Under the new program rules all refugees, except for government sponsored refugees, are denied access to all healthcare services, including vision and dental care. 

“It denies them the most basic health needs, such as prenatal acre or insulin for diabetes,” Holland says. 

In 2012, approximately 100,000 refugee claimants had their health care revoked when the cuts were announced, Zubizarreta says. 

She believes the federal government’s responsibility to provide health care has since fallen onto the shoulder of provincial governments and community organizations with limited resources. 

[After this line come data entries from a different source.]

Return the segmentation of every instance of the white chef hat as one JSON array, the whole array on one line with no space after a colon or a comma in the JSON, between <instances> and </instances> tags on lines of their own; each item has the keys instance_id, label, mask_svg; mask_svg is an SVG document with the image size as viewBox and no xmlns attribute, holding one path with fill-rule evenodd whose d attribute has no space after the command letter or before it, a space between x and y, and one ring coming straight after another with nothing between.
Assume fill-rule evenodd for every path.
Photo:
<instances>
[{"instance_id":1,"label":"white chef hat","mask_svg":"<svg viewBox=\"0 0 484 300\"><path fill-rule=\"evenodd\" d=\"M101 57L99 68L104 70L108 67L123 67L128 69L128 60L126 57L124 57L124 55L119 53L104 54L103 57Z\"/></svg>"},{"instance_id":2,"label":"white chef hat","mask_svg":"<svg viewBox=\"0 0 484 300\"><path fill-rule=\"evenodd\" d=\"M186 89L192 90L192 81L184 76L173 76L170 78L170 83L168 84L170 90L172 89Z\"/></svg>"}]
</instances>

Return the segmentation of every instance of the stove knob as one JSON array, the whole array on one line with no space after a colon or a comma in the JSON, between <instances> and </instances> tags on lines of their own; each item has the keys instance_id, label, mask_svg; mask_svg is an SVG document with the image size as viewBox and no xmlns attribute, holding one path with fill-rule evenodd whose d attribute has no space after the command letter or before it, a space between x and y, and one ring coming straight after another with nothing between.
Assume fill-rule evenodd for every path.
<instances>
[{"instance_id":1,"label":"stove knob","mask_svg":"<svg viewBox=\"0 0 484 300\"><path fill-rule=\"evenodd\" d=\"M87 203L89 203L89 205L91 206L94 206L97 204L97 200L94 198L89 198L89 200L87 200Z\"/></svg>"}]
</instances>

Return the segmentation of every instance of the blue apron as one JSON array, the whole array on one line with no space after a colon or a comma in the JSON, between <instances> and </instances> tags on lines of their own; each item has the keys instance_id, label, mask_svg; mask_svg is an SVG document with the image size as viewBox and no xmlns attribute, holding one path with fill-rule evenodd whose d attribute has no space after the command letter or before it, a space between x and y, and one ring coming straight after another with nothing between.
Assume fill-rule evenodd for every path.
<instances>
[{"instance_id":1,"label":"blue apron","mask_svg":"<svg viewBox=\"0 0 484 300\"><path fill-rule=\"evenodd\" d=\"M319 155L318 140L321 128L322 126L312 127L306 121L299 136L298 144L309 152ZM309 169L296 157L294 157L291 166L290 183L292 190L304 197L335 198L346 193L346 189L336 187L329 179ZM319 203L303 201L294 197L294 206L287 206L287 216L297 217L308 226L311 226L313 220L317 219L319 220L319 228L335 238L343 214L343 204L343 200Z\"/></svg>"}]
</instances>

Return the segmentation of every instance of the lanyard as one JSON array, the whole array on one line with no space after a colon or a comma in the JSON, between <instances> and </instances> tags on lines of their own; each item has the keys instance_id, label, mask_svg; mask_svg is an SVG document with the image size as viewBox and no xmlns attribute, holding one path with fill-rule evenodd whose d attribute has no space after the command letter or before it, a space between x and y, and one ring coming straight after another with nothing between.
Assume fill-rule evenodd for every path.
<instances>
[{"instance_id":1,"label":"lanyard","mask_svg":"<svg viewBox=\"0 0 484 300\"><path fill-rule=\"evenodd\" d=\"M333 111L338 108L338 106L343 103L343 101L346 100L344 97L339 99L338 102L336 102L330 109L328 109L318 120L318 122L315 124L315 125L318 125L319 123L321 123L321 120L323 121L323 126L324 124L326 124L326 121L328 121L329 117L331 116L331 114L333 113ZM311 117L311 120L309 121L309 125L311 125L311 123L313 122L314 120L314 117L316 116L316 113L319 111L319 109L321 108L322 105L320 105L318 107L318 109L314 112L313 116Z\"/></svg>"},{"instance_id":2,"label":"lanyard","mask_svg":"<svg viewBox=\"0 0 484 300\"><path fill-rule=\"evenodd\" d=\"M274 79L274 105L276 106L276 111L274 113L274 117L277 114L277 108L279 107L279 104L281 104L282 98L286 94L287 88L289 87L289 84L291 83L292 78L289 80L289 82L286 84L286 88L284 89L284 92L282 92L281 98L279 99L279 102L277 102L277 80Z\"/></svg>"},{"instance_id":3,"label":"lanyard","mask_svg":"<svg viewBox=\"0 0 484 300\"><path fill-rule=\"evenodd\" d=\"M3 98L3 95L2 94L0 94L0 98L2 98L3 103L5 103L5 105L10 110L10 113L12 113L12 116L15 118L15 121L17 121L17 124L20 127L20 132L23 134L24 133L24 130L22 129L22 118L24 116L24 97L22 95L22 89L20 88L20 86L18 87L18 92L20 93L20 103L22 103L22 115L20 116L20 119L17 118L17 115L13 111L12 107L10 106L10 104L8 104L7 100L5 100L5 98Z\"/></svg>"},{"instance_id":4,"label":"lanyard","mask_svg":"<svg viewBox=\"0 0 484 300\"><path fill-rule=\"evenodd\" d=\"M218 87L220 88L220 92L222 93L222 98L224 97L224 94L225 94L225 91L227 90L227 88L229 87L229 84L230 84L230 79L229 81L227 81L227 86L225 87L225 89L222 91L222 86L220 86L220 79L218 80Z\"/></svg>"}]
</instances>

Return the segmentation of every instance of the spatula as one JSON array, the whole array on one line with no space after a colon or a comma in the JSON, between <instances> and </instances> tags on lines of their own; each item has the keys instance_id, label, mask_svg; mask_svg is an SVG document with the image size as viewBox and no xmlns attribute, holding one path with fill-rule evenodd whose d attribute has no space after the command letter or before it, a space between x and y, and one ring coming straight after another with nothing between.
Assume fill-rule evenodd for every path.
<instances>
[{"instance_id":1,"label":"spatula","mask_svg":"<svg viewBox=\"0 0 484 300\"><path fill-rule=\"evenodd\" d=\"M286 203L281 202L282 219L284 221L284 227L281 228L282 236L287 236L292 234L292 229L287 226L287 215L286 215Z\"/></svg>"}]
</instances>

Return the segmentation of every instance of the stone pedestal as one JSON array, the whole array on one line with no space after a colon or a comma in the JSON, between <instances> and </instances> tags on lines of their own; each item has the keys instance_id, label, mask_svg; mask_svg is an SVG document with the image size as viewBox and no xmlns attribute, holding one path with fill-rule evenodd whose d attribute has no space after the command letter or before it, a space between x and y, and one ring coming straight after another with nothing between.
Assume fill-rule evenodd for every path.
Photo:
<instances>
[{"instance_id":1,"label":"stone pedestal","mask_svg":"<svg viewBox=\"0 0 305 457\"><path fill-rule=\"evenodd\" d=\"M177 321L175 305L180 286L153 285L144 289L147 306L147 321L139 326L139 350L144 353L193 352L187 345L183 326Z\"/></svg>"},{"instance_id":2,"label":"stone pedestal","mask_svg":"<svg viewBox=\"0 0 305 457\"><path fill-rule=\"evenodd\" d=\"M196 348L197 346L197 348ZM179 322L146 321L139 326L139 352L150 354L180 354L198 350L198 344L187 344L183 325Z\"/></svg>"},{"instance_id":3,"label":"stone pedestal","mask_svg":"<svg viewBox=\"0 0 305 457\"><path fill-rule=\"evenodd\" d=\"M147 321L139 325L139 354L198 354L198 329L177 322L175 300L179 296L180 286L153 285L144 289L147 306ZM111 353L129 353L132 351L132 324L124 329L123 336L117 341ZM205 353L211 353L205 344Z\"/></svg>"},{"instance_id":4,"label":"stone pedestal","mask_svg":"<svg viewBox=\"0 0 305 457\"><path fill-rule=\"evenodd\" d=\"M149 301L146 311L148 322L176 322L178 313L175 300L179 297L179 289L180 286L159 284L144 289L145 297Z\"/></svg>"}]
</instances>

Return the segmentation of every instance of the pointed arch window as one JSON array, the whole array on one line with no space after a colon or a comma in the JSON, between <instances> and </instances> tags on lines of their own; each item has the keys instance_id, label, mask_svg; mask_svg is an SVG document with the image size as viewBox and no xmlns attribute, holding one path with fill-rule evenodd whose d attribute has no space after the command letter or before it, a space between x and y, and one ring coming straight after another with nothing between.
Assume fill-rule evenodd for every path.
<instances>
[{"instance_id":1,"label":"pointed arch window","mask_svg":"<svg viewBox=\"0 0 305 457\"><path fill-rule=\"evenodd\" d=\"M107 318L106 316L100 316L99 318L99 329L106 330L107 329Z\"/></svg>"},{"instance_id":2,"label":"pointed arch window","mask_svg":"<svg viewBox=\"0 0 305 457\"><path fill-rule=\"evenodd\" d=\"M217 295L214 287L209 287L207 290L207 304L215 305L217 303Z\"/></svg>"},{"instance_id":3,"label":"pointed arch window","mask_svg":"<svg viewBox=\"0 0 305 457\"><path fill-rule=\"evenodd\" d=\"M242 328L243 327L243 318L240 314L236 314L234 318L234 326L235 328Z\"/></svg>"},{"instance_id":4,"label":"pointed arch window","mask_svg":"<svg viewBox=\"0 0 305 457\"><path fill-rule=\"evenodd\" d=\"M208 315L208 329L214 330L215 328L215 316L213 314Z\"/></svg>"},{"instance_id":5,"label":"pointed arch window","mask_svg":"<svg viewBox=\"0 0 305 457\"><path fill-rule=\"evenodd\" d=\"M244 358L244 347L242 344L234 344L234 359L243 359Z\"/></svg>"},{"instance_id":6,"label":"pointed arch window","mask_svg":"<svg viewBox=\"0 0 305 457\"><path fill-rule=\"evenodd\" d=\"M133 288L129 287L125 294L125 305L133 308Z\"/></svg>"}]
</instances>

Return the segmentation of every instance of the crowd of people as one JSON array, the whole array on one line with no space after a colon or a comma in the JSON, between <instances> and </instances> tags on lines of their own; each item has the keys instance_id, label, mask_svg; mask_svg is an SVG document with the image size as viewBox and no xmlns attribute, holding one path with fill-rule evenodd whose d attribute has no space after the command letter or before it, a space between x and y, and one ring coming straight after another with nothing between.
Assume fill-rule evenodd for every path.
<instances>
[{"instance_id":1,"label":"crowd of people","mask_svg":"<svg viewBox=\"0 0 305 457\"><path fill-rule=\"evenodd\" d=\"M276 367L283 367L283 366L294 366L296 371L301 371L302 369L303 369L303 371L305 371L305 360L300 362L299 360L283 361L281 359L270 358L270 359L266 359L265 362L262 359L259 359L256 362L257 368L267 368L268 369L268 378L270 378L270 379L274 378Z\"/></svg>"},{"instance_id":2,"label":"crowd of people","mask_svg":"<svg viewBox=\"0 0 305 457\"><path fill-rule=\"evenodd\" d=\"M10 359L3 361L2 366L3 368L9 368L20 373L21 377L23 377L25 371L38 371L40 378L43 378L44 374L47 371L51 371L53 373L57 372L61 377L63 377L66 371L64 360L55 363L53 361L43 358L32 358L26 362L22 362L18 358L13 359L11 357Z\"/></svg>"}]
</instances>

Refugee healthcare now relies on the ‘good-will’ of physicians who provide patients with free medical care, as well as pharmacists who charge low-costs for medications. 

“We are trying to work outside formal systems to create new paths to care, but it’s a huge challenge.” 

Holland believes new efforts to provide refugee healthcare, such as the Halifax Transitional Health Clinic for Refugees, are a start, but are ultimately still a “ bandaid’ solution. 

He says a non-profit volunteer run clinic cannot provide specialist appointments, psychiatric services and diagnostic imaging. 

Not only does he see the federal government’s healthcare cuts as damaging to people’s lives, but also costly to Canadian taxpayers. 

“(Refugees’) health problems get to the point where they eventually end up in the emergency room and need be admitted for problems that would have been prevented,” he says. “These costs go to the hospital because these patients can’t pay their bills. It’s a cost to society at large.”

In 2013, Citzenship and Immigration Minister Chris Alexander announced refugee claims to Canada had not been this low in decades. 

Zubizarreta says Nova Scotia has one of the smallest refugee populations, but that does not change that healthcare should be a basic human right for everyone. 

“The numbers are small, but the needs are high.”